Alderman Woody Davis, who supported the ordinance along with Alderman Bob Kurkiewicz, countered that people wouldn’t be raising chickens in the city.

“They’re having chickens on their property for eggs,” he said.

Davis also said a permit to keep chickens would require approval of that property’s immediate neighbors.

“That’s the safeguard that’s involved in it,” he said.

However, that safeguard would not have been a hard and fast rule, according to City Attorney Tim Schmid.

Schmid said the Plan Commission and Common Council would consider neighbor objections, but the council could still grant a permit for the chickens.
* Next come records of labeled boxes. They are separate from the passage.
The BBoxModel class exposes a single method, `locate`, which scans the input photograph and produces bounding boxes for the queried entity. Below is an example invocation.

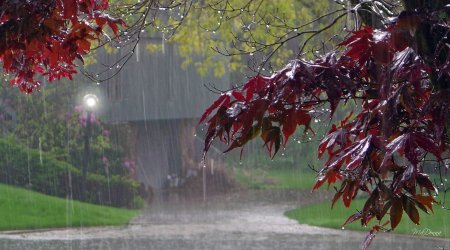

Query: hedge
[0,139,145,208]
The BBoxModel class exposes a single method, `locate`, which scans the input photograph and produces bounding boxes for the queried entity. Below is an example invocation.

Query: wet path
[0,189,450,250]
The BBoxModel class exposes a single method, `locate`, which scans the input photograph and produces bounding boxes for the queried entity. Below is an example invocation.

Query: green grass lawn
[285,200,450,238]
[232,168,316,190]
[0,184,139,230]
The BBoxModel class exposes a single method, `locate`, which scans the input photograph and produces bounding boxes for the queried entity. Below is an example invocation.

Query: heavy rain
[0,0,450,250]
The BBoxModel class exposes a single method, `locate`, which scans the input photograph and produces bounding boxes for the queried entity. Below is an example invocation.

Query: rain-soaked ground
[0,191,450,250]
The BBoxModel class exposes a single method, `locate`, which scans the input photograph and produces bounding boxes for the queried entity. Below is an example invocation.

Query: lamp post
[80,94,98,201]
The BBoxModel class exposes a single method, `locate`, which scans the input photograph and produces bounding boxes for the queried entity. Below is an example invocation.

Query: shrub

“Your neighbors don’t have veto authority. They just have the right to express their opinion,” Schmid said.

Council members also raised concerns about enforcement of the ordinance’s many restrictions and questioned who would be responsible for that.
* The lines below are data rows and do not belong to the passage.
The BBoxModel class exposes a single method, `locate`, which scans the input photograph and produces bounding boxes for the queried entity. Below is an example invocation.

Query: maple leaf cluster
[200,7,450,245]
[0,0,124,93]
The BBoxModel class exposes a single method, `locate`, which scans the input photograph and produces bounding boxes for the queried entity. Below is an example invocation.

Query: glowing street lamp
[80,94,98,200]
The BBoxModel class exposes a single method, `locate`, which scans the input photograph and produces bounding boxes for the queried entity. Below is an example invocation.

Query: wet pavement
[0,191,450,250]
Mayor Lorna Marquardt said she supported the ordinance when the Plan Commission she chairs voted 8-1 in favor of it last week.

She said she had not heard much from the community about the issue until after that vote.

“Since that time I have learned more about chickens than I ever wanted to know,” she said.

One of the concerns raised by residents, Marquardt said, is what would happen if a chicken goes stray the way cats and dogs often do.

“What are you going to do when you’ve got a chicken out on the street or on someone’s lawn? Where are you going to take it? Because the humane society does not take in birds,” Marquardt said.